Wed. Apr 8th, 2026

What is robots.txt and Do You Even Need One for Your Small Business Website?

ByJohn Mitchell

August 5, 2025
Reading Time: 7 minutes :

What is robots.txt and Do You Even Need One for Your Small Business Website?

If you’ve ever dived into the geeky side of running a website, chances are you’ve come across something called robots.txt. Sounds fancy, right? Like something out of a sci-fi film. But really, it’s just a small text file that can make a big difference to how search engines deal with your site. The thing is, there’s a lot of confusion around what it actually does, whether you really need one, and how it works alongside other stuff like sitemaps.

So, if you’re running a small business website and trying to figure out if this is one of those things you need to stress about — good news: this blog is just for you. We’re going to break it all down in simple terms, no tech jargon (well, only the important bits, and we’ll explain those too), and help you understand when to use a robots.txt file — and when not to bother.

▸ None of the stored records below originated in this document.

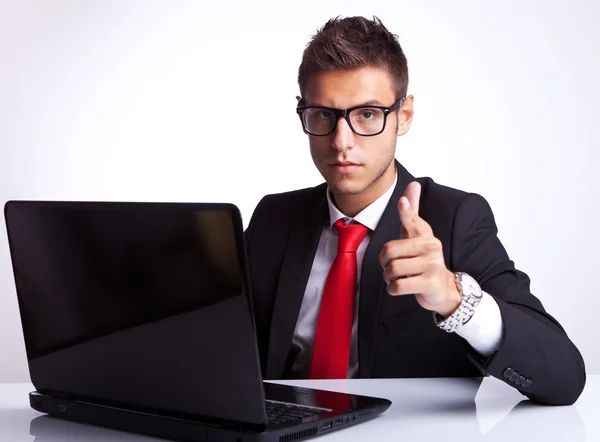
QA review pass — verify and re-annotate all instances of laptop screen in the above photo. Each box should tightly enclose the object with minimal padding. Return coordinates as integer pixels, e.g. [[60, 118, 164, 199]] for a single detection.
[[5, 202, 266, 424], [10, 204, 242, 359]]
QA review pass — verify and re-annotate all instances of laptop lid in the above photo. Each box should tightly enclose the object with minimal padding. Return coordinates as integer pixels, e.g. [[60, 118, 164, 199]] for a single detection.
[[5, 201, 267, 426]]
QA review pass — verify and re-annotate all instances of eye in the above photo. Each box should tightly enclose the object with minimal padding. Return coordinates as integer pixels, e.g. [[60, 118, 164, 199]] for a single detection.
[[317, 109, 333, 120], [360, 111, 375, 120]]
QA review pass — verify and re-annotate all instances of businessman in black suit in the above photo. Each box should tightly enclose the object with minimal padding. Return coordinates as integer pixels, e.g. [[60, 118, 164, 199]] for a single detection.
[[246, 17, 586, 404]]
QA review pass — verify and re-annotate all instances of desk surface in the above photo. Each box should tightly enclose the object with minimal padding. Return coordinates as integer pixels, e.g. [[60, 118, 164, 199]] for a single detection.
[[0, 376, 600, 442]]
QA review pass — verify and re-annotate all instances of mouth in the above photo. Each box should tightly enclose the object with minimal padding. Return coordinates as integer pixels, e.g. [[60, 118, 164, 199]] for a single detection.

What Even Is a robots.txt File?

Alright, let’s start with the basics. A robots.txt file is just a plain text file you put in the root of your website — that means the main folder where everything lives. It gives instructions to bots (mainly search engine bots like Googlebot) about what they can and can’t look at on your website.

Think of it like a polite sign on a door that says, “Oi, please don’t go snooping in here.” Bots don’t have to obey it, but most good ones will. It’s part of a thing called the Robots Exclusion Protocol. Sounds very official, doesn’t it? But it’s just a way of saying, “These are the rules for crawling my site.”

What Does a robots.txt File Look Like?

Here’s a super basic example of what you might find in a robots.txt file:

User-agent: *
Disallow: /private-folder/

That asks all bots (* means “all of you”) to stay out of the folder called “private-folder”. Easy peasy. You can get more specific, but that’s the general idea — it’s all about telling search engines which pages or folders they shouldn’t poke around in.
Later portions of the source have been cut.